Using Geographic data in ADLA

Category: azure data lake

Question

Shannon Lowder on Wed, 18 Jul 2018 20:27:46


I have weather data in my data lake with coordinates for weather events.  In SQL Server I have geographic information for State, Counties, Townships, Ranges, and properties.  What I need to do is cross-reference the coordinates in the weather data for the shapes for each of the geographic types.

If this were SQL Server, I'd simply use STIntersects() to do my matches.  Since this is a data lake, I'm trying to find the best way to handle 60+ years of weather data.

I found an example online that shows how to pull in the c# assemblies needed to write USQL with Geographic methods. The problem is, you can't use these extended data types with EXTRACT or OUTPUT statements. So I can't simply copy my geographic data to ADLS.  Since there are functions for turning the geographies into text and back again, I attempted to create text files with textual representations of my geographies.

These geographies are either POLYGON or MULTIPOLYGON shapes. Here's the script I used to try and copy this data to ADLS.

@state =
    SELECT *
    FROM EXTERNAL HailResarch.CPISSTGVMSQL_ODS EXECUTE @"
        SELECT 
	        StateCode, StateName, PostalCode, Shape.ToString() AS ShapeText
        FROM cpis_ods.ods.[State]
        WHERE
	        StateName NOT IN ('Unknown','Foreign Country')";
OUTPUT @state
TO "/sandbox/hail_research/StateShapes.csv"
USING Outputters.Csv(outputHeader: true, quoting: true, rowDelimiter: "\n");

Unfortunately, this doesn't work.  I get an error "Value in the SQL column ShapeText at row 0 is too large." Turns out Strings are limited to 128 kilobytes.

Is there an official way to perform this kind of cross-reference in USQL? Any advice will be appreciated!



Replies

MRys on Thu, 19 Jul 2018 23:50:35


Dear Shannon

Unfortunately you will have to do a bit more processing.

I would suggest that you read the geometry shapes into byte[] (that can be up to 4MB) and then converts it into a geometry shape.

Also note that you will have to wrap the UDTs (geometry/geography) into wrapper types that provide a serialization, if you need to flow the data between stages in your script (since it needs to be temporarily serialized).

Best regards

Michael

Shannon Lowder on Mon, 23 Jul 2018 12:27:59


Unfortunately, some of my multipolygon shapes are over 4MB. Alaska, Florida, North Carolina, Louisiana, Maryland, and California are over this limit. Is there any way around the upper limit for binaries in ADLA?

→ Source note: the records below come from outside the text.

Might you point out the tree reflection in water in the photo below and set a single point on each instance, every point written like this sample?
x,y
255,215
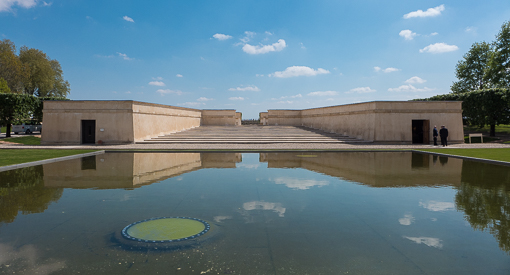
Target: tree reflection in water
x,y
484,196
23,190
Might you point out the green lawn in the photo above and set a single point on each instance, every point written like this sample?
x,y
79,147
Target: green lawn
x,y
501,154
27,140
17,156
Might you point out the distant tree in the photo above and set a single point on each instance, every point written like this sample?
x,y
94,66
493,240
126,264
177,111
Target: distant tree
x,y
474,71
4,88
45,74
16,107
12,70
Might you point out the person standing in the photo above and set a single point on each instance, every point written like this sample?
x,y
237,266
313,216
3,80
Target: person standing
x,y
435,134
443,133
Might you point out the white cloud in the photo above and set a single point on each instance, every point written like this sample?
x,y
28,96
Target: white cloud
x,y
168,91
6,5
204,99
428,13
124,56
299,71
409,88
439,48
387,70
236,98
438,206
157,83
248,37
408,219
325,93
262,49
221,36
415,79
432,242
361,90
246,89
129,19
407,34
299,184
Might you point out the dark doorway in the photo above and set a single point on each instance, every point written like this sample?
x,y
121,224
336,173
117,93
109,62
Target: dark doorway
x,y
88,131
421,131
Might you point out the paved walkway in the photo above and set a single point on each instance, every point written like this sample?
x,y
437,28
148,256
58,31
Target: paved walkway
x,y
254,138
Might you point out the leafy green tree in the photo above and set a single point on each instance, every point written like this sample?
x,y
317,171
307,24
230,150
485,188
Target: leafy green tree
x,y
4,88
15,107
474,71
45,74
500,62
12,70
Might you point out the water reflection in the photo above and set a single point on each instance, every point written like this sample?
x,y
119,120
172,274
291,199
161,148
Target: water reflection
x,y
484,196
22,190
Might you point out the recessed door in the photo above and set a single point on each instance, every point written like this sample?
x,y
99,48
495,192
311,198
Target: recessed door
x,y
88,131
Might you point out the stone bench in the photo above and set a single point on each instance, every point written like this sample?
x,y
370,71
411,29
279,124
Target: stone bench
x,y
475,135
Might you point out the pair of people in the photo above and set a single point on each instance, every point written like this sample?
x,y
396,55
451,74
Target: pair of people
x,y
443,133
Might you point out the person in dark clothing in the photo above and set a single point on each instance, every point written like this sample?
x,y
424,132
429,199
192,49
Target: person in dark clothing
x,y
443,133
435,134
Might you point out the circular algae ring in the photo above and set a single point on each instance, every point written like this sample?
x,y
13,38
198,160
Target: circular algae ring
x,y
166,229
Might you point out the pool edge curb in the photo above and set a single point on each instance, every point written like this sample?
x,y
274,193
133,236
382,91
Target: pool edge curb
x,y
46,161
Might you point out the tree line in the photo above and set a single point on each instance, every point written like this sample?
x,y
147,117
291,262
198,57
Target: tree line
x,y
26,80
484,82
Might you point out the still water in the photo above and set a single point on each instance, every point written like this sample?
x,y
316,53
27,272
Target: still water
x,y
271,213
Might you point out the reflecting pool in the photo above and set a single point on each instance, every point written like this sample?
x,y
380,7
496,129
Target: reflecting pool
x,y
270,213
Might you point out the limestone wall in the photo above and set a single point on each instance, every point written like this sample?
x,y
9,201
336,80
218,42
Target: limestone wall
x,y
219,117
117,122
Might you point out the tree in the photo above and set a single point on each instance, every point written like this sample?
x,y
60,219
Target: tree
x,y
15,107
474,72
4,88
45,74
12,70
501,61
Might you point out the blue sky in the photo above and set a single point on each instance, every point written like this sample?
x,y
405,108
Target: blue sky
x,y
253,55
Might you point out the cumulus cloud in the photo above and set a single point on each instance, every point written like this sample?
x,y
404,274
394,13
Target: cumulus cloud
x,y
6,5
168,91
387,70
262,49
157,83
325,93
246,89
124,56
129,19
299,71
361,90
415,79
236,98
439,48
431,12
407,34
409,88
204,99
221,36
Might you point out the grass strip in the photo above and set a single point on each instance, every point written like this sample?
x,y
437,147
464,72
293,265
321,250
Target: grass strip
x,y
27,140
18,156
500,154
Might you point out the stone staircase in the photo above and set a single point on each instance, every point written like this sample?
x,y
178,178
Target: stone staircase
x,y
251,134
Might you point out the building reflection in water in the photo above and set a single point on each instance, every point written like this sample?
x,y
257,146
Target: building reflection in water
x,y
483,189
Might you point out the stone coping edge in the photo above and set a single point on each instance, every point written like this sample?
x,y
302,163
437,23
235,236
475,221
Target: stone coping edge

In the meantime, I'm going to see if I can use the County level data.  Hopefully, they're all below the 4MB limit.


MRys on Tue, 24 Jul 2018 21:21:47


Unfortunately, the 4MB limit is currently the max. We are looking into increasing the rowsize to 16MB, so that would give you some additional size. Alternatively, you may want to look at reducing the complexity of the shapes. I think the spatial library has some reduction methods if I remember correctly.

Shannon Lowder on Wed, 25 Jul 2018 21:03:31


I'll look into reducing the complexity.  I did finally get a version of the code to work.  What I found is once the script got to the STIntersects check, the performance just came to a halt.  Maybe I should geocode the rows BEFORE that data gets to the lake?

What's your experience been with this kind of workload in ADLA?